Right, with a title like that, I’ll dive right in- we were worse today. -28, -9, -17, and -41. All early. We ran the gamut of possible failures to get those, too. We missed the start again, thought we did it differently today. Yesterday we waited too long to leave the transit zone. Today we were sitting at the start, waiting for our time to show up, and we suddenly noticed the car that ran after us had just left. We got very confused, as you might imagine, and couldn’t figure out what we’d done wrong. Had we added wrong, and we had the wrong start time? Maybe the Mustang was running early for some reason?
Nope. We both managed to forget how to read a clock. For 2 minutes. Once again, a mad pass-fest ensued to try and bring our placing back. We did get it back, and apparently then some.
After lunch in Parry Sound on a beautiful balcony, we headed out into the third stage. Not much of note here except the rest stop! We had a transit zone at Big Chute, a very interesting type of railway. It can physically lift a boat out of the water, cross the road, and let it down (or bring it up) a few hundred feet to the water on the other side. We had a lot of fun running around, looking at all the various problems we wouldn’t have thought of that had creative solutions we couldn’t have fathomed. Very cool.

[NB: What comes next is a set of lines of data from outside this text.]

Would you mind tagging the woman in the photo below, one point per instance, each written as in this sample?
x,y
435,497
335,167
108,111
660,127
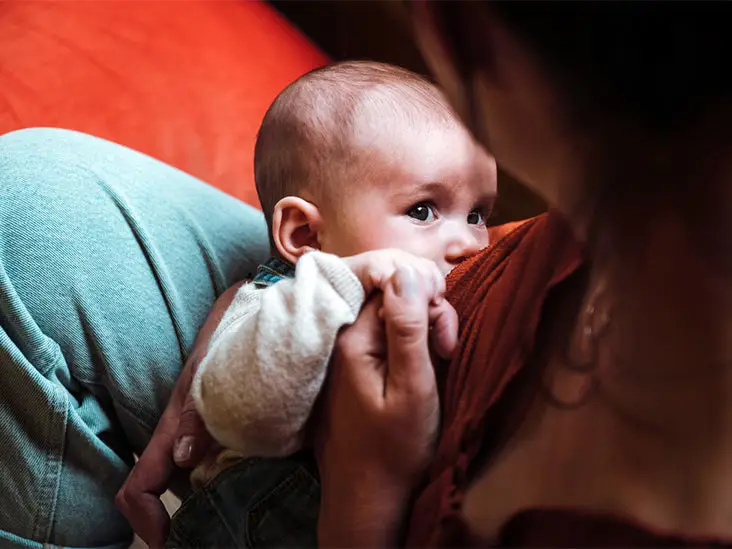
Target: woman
x,y
588,400
589,390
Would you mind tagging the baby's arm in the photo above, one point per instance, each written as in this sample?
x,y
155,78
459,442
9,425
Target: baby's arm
x,y
266,362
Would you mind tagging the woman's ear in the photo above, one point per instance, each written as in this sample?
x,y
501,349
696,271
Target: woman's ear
x,y
295,227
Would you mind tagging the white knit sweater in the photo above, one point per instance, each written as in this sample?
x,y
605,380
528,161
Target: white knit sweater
x,y
267,359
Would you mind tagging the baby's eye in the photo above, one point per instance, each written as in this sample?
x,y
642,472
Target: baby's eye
x,y
422,212
476,217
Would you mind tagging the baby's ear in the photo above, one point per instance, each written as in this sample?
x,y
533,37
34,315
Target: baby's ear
x,y
295,227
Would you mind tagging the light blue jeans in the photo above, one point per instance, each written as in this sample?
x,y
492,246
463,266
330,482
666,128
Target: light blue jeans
x,y
109,262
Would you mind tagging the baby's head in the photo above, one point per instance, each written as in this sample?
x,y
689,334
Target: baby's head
x,y
359,156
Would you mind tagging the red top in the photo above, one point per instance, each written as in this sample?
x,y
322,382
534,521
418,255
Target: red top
x,y
498,296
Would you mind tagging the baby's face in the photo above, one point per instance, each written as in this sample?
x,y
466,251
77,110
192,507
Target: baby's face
x,y
427,189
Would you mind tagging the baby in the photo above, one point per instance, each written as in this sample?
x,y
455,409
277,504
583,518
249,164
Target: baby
x,y
359,167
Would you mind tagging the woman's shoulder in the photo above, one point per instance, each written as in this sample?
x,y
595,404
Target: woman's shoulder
x,y
541,250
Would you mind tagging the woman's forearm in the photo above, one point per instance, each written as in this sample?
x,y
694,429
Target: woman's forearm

Big Chute Marine Railway on Wikipedia
On the fourth leg, we ran a Classen-special. This is when the rally instructions have us run across other racers going the other way, just to make it that much more confusing. In a past year that my father ran, he told me that they ran a figure-8 for miles, around corn fields, to the point that every car was in the 8 at the same time. We didn’t yet get such a thing, this was just one loop, but we ended up running it against other cars, and it started raining. The wipers don’t seem to be any better today than yesterday… I have spares, but we first just tried cleaning the existing ones.

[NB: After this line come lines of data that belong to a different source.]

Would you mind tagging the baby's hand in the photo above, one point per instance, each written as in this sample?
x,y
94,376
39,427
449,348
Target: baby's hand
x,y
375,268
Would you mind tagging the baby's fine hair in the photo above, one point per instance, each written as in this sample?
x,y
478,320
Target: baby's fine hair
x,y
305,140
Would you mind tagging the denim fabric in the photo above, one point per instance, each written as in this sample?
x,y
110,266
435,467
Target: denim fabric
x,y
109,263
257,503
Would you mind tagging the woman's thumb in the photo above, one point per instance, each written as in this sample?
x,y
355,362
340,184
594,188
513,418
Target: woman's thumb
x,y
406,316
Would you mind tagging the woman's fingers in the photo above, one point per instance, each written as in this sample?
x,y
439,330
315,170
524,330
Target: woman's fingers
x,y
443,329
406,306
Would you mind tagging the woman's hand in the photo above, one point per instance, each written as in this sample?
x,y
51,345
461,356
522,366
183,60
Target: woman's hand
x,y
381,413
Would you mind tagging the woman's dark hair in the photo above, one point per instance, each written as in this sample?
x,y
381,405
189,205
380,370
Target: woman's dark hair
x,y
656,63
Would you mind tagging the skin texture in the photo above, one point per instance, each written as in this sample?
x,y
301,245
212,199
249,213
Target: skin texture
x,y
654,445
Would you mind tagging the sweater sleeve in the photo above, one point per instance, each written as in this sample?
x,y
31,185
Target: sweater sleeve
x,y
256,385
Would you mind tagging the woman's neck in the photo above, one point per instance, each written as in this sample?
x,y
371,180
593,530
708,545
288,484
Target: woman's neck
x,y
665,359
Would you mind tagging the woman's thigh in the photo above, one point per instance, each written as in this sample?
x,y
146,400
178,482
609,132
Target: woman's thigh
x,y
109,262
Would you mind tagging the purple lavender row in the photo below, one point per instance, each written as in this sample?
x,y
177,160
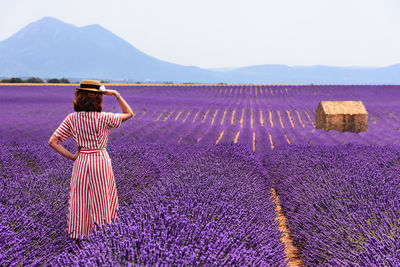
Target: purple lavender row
x,y
342,202
179,204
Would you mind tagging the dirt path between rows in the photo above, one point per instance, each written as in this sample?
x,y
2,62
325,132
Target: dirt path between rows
x,y
292,253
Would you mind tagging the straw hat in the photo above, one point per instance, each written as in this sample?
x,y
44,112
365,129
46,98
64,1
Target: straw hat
x,y
91,85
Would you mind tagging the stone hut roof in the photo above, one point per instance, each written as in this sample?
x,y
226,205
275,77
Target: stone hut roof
x,y
343,107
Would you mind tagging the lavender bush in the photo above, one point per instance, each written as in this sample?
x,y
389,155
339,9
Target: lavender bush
x,y
179,204
342,202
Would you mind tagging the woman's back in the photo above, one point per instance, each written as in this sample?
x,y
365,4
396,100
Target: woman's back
x,y
89,129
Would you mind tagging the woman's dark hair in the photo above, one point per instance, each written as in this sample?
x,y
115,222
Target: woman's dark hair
x,y
88,101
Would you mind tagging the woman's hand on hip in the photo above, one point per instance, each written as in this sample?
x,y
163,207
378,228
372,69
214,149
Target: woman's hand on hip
x,y
76,154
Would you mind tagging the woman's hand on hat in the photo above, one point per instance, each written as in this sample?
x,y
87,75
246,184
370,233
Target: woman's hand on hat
x,y
110,92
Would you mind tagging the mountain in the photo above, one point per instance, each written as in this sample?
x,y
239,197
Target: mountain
x,y
51,48
315,74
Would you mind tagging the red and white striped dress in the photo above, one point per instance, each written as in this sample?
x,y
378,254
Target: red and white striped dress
x,y
93,193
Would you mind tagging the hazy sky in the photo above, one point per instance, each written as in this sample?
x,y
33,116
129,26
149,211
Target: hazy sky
x,y
228,33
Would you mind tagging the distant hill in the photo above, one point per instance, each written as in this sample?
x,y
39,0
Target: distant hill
x,y
51,48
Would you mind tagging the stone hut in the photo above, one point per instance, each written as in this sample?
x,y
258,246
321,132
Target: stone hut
x,y
349,116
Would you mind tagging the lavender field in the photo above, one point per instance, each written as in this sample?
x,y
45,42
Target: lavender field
x,y
194,168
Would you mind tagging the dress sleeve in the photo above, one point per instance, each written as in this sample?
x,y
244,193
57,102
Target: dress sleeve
x,y
64,130
113,120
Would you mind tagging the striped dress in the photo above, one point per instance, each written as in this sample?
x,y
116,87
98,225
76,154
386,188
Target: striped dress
x,y
93,193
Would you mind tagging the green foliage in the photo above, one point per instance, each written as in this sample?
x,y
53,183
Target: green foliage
x,y
53,80
64,80
12,80
34,80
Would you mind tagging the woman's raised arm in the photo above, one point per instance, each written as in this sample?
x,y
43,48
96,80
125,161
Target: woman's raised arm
x,y
126,110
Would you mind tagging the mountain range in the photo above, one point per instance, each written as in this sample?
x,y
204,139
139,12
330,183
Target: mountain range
x,y
51,48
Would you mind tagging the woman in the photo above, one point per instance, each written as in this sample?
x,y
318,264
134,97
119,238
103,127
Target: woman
x,y
93,194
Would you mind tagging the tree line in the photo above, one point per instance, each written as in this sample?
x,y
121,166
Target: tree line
x,y
34,80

We were lucky today. Yesterday we saw a checkpoint and hadn’t yet cleared our time build up yet, so we slowed way down and crept across, to try and minimize the time. Today we found out they weren’t really sure if we’d dropped below the 5-MPH threshold that’s considered stopping in view of a checkpoint, so instead of hitting us with the 5-minute (!) penalty, they just gave a warning. We’ll try to avoid that problem in the future no matter what.
We also found out one reason we might have had such a problem on today’s legs: we had been making time up in the sections that were timed at a certain speed (say 1m24s at 35, then speed up to 45), but by doing so, the physical point at which we slowed down changed, so the time to the next instruction would inherently be wrong. That’s something we can avoid from now on.
Once we arrived at the hotel, I decided to delve into whatever it was that was clicking every time we hit the brakes for the first time in a while, and causing excessive pedal travel. I had assumed a loose wheel bearing, that was causing brake-pad kickback. To be totally honest, I don’t actually know what it was, even after I took of the wheel and ferreted around, but the bearing was a touch loose, so I tightened that. The outer brake pad was clearly free to move, I could move it by hand. It made the same clicking sound we were hearing, but there appeared to be nothing wrong, so nothing got changed… We’ll see.
Sorry for the brevity and lack of info, but both Nick and I are very tired (which had no bearing on the times at all, no…) so I didn’t want to stay up too late tonight.